Dashcams are increasingly recognized as reliable witnesses, providing clear, real-time evidence that helps reduce fraud and enhances road safety, Bader Law said in the report. (ALM archives)

Insurers say there is a 27% drop in disputed claims when dashcam footage is available, according to a recent study by Bader Law.

Dashcams help reduce fraudulent insurance claims by 15%, the data showed, while uncovering fraudulent claims in 20% of cases nationwide.

The National Highway Traffic Safety Administration (NHTSA) also credits the decrease to information provided by dashcam footage, while the Federal Highway Administration (FHWA) says the footage helped resolve 20% of accidents investigated by the administration.

States that have seen positive results from dashcam footage:

  • California dashcams helped resolved 30% of accident disputes.
  • New York dashcams lead to a 25% drop in auto fraud claims.
  • Police officers and insurance companies in Florida use dashcams in around 20% of accident investigations.
  • Texas reports that the usage of dashcam footage has reduced insurance fraud cases by 15%.
Dashcams are increasingly recognized as reliable witnesses, providing clear, real-time evidence that helps reduce fraud and enhances road safety, Bader Law said in the report. “Dashcams provide indisputable evidence in motor vehicle accidents, fundamentally transforming the insurance claims process."

The most common fraudulent locations:

  • Urban areas with heavy traffic — High-density cities with congested roads, e.g., Los Angeles, New York City, Miami.
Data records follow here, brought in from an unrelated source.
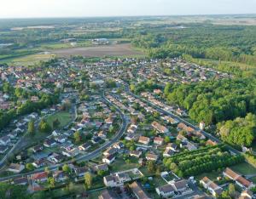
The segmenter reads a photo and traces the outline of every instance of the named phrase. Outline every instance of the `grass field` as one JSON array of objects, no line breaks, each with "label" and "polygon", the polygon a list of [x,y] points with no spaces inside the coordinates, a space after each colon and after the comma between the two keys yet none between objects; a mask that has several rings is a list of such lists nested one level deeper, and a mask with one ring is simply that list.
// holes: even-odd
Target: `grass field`
[{"label": "grass field", "polygon": [[55,119],[61,123],[59,128],[63,128],[72,121],[72,115],[68,111],[61,111],[48,117],[46,121],[52,127],[52,122]]},{"label": "grass field", "polygon": [[115,162],[112,164],[111,172],[119,172],[119,171],[125,171],[135,168],[138,168],[139,165],[137,163],[126,163],[123,159],[118,158]]},{"label": "grass field", "polygon": [[247,162],[235,165],[231,167],[231,168],[242,175],[250,175],[256,173],[256,168]]},{"label": "grass field", "polygon": [[217,179],[217,177],[221,176],[221,175],[222,175],[221,172],[212,171],[212,172],[209,172],[209,173],[201,173],[201,174],[195,176],[195,179],[198,180],[201,180],[202,178],[207,176],[210,179],[214,180]]},{"label": "grass field", "polygon": [[63,48],[54,50],[52,53],[60,57],[69,57],[71,55],[82,55],[84,57],[105,57],[144,54],[143,52],[134,49],[131,45],[128,43],[88,48]]},{"label": "grass field", "polygon": [[2,62],[5,62],[13,65],[33,65],[38,64],[41,61],[48,61],[51,59],[55,58],[55,55],[52,54],[31,54],[27,56],[14,58],[14,59],[8,59],[3,60]]}]

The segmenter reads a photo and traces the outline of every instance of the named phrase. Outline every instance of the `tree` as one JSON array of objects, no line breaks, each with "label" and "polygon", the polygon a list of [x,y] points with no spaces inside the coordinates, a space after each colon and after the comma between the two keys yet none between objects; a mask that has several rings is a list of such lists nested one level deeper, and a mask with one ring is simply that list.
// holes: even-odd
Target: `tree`
[{"label": "tree", "polygon": [[49,133],[51,131],[51,127],[44,120],[41,120],[38,125],[38,129],[41,133]]},{"label": "tree", "polygon": [[76,143],[79,143],[81,141],[80,133],[79,131],[76,131],[73,134],[73,138],[74,138]]},{"label": "tree", "polygon": [[170,139],[169,136],[166,136],[166,137],[165,137],[165,142],[166,142],[166,143],[170,143],[170,142],[171,142],[171,139]]},{"label": "tree", "polygon": [[70,173],[71,169],[70,169],[70,168],[68,167],[67,164],[64,164],[63,167],[62,167],[62,171],[64,171],[66,173]]},{"label": "tree", "polygon": [[47,181],[48,181],[49,185],[50,188],[54,188],[55,186],[55,180],[54,178],[49,177],[49,178],[48,178]]},{"label": "tree", "polygon": [[32,163],[26,164],[26,168],[29,171],[32,171],[35,168],[35,167]]},{"label": "tree", "polygon": [[54,128],[57,128],[60,126],[60,124],[61,124],[61,122],[60,122],[58,118],[55,119],[52,122],[52,126],[53,126]]},{"label": "tree", "polygon": [[236,188],[235,188],[235,185],[234,184],[230,183],[229,185],[229,195],[233,197],[235,196],[235,194],[236,194]]},{"label": "tree", "polygon": [[90,173],[87,172],[84,174],[84,185],[87,189],[90,189],[91,184],[92,184],[92,175],[90,174]]},{"label": "tree", "polygon": [[27,133],[30,134],[35,134],[35,122],[34,120],[31,120],[27,125]]},{"label": "tree", "polygon": [[154,173],[154,168],[155,168],[155,163],[153,161],[148,161],[147,162],[147,166],[148,166],[148,171],[150,173]]}]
More opportunities for staged accidents.
  • Intersections and traffic signals — Fraudsters may brake suddenly or cause rear-end collisions at yellow lights or stop signs.
  • Highway off-ramps — Sudden traffic slowdowns make it easier to stage accidents.
  • Parking lots — Low-speed collisions in parking lots where fault determination is more challenging.
Meanwhile, eight out of 10 U.S. drivers think auto insurance has become too expensive for the average person.

The rising rates even has high earners making more than $129,000 per year on the move, with 49% shopping for better deals and 53% settling for less coverage than planned in 2024.

Despite the increase in premiums, Josh Damico, VP of insurance operations at Jerry, said 2025 is “poised to be a year of stabilization for car insurance rates.”

“While small rate increases of 2 to 3% are expected as the market returns to normal, this is a welcome shift after the 50% rise in rates over the last three years,” he added. “It is a sign of the market regaining balance and the ideal time for American drivers to explore new car insurance options.”